第一章 異世界で結婚相談所?
1.
* * *
「はあ……今日も疲れたなぁ」
深夜の電車のホームでため息をつく。
腕時計は二十二時半を指している。今日も遅くまで残業だった。
春先でも夜は寒く、セールで買ったセットアップのパンツスーツでは生地が薄くて、思わず身震いをする。
ゲホゲホ、と咳き込み、ベンチに座り帰り道のコンビニで買った栄養ドリンクを一気に飲み干した。
高嶋有紗、二十七歳。
二十年前に、親戚の結婚式を見て憧れた少女は、婚活アドバイザーとウェディングプランナーの資格を取り、大手結婚相談所にて働くOLとなった。
「今日はイベントが立て込んでたなぁ……」
栄養ドリンクを飲み込み、独り言を呟く。
午前中は担当の相談者様と打ち合わせ。午後はランチ婚活イベントが二件、夜はエグゼクティブパーティ。
若者の恋愛離れ、結婚離れが世間では話題となっているが、自分の職場には無縁なことだった。
仕事は忙しいけど、やりがいはある。うまくカップルが成立した時などは、充実感で胸が満たされる。
主に土日がメインなので、なかなか友達とも遊ぶことができないことが玉に傷だが、それでも仕事には誇りを持っていた。
電車が到着し、乗り込み席に座ると、向かいの席には公の場だというのに、頬を寄せ合っていちゃくつ男女の姿があり、有紗は咳払いをして下を向いた。
長らく恋人どころか好きな相手さえもいない。
(まあでも、私にはゲームという癒しがある!)
スマホを取り出しアプリを起動した。
今流行りのRPG、ソウルオブトレジャー。
王道のRPGな勇者が魔物を倒すストーリーと、綺麗なキャラデザがお気に入りだった。
アプリサイトでもダウンロード数は常に一位で、電車の中でもよくプレイしている人を見かける。

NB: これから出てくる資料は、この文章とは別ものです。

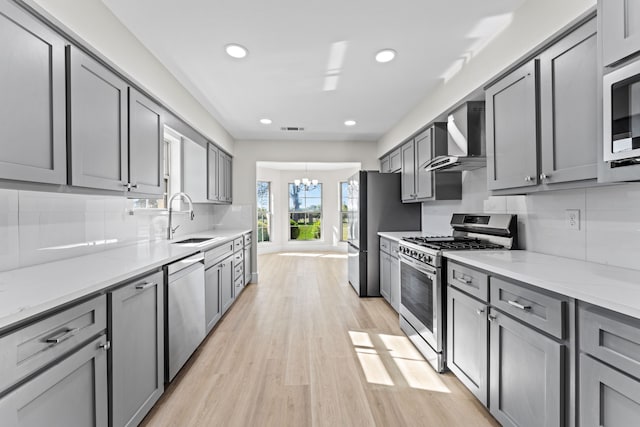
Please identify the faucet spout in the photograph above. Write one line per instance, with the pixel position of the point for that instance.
(185, 196)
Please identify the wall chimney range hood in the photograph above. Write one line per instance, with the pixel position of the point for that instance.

(ギルドのケビンさんと、ガーネット王国のルビオ王子がカッコ良いのよね!)
特別イベントの限定キャラ絵を見て、にやけてしまうのを必死に堪えながら画面をタップすることもよくある。
最寄り駅に到着したので、スマホをしまい電車から降りる。
駅から徒歩数分の家につき、真っ暗な部屋の電気をつける。くたくたに疲れていたので、鞄を投げ出しソファーに寝転がる。
明日は休みだ。
化粧を落とすのもお風呂に入るのも、もう明日でいいやと投げやりに伸びをする。
「なんだろ、熱かな…? 薬飲まなきゃ…」
顔が紅潮し、頭の中がぐるぐると回る。平衡感覚がなく、立ち上がれない。
喉からは咳が出て、胸が苦しい。
水を飲みたいと鞄の中を探すが、震える指ではペットボトルも掴めない。
体が熱い、割れるように頭は痛み、視界が暗くなる。
たすけて、とかすれる声で呟いたが、一人ぼっちの部屋には返答する相手はいない。
最後に目に映ったのは、開いたままだったスマホのゲーム画面だった。